Pensé que ya no me escribirías, así de negro estaba mi Cielo. Pero he recibido tus palabras, y con ellas he renacido.

Gracias, desde lo más profundo de mi ser.


¿Sabes?, me gustaría decirte que Soria es hermoso, que San Leonardo de Yagüe es hermoso, que sus gentes son honestas y buenas. Y contarte que Santo Domingo de Silos está cerca y que a veces me acerco a escuchar a sus monjes cantando sus monodias... pero no sería verdad. Lo cierto es que mi vida es una comida insulsa. Un vacío helado entre misas para unas pocas beatas de luto, alguna extremaunción si alguien se nos va y una terrible opresión de cárcel que lo envuelve todo.


Mi querida Alma, yo también leo y releo tus cartas y en cada lectura hago de nuevo el amor contigo. Solo que ahora abrazado a la misma soledad que te acompaña a ti también ¿Recuerdas a Hernández? “…a mi lecho de ausente me echo como a una cruz de solitarias lunas del deseo y exalto la orilla de tu vientre...” Cuan semejantes veo ahora su prisión y la nuestra.
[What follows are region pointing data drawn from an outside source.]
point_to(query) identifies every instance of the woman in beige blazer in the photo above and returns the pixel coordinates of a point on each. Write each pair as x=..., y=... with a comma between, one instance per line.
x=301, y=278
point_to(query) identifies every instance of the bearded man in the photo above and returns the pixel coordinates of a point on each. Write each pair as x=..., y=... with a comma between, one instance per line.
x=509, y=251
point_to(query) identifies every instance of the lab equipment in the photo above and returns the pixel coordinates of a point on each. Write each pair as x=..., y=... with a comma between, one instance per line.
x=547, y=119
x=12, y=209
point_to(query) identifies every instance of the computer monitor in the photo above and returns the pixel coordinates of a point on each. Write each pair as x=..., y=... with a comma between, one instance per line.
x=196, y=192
Leo también que me maldices. Debes saber que no es necesario. Porque ni el mismo Diablo podría venir ahora a socavar más mi ánimo, pues siento que la estúpida confusión entre mi amor por ti y mis ceencias, me equipara a él. Me ha costado tanto, Alma, pero he aprendido al fin. El error no está en la fe, ni en la palabra de Cristo. El error es esta Iglesia inmunda y enferma que lo infecta todo. Ahora lo sé y pronto nos podremos defender de ella. Pero necesito —casi no me atrevo a pedírtelo—, que me des tiempo, el único bien que aun nos queda. En estos días sin horas he sabido cosas que aun debo callar pero que pueden unirnos por fin si ambos tenemos paciencia.
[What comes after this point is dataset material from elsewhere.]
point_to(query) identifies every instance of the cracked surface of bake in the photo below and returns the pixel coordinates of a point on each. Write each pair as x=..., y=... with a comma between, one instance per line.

No sé que me digo, perdóname, no debo exigirte algo así. Mejor harías en ir echando paletadas de olvido a nuestro paraíso hasta que Ángel no fuera más que un dulce recuerdo de juventud.


Pero si decidieras esperar…


He aprendido, Alma. Aquí, en este presidio sin celdas donde todos me escrutan e indagan hasta mi más leve movimiento, también se escuchan voces que me han traído una luz que no esperaba, y de la que un puedo hablar como te dije antes.


Me duele tanto la tristeza que emana de tus palabras. Me siento tan culpable. Si supieras, desde que estoy aquí, la de veces que me he dicho que debía haber renegado de mi fe. Soy un cobarde que no quiso darse cuenta de que Cristo no habita en sotanas negras sino en las personas. Imagino que en mi cobardía (o ceguera) nunca quise mirar más allá. Ya me estaban bien la liturgia y la oración. Con ellas me sentía pleno.


¡Pleno! Ahora lo digo y casi me sonrío. Nunca me sentí pleno antes de conocerte. Solo era una cáscara llena de doctrina que tú vaciaste para llenarla de amor. Pobre tonto. Solo desde ti he aprendido que el Amor es una substancia que nos nace de dentro para expandirse hacia fuera, y que pregonar lo que no se conoce es tan estéril como predicar en el desierto.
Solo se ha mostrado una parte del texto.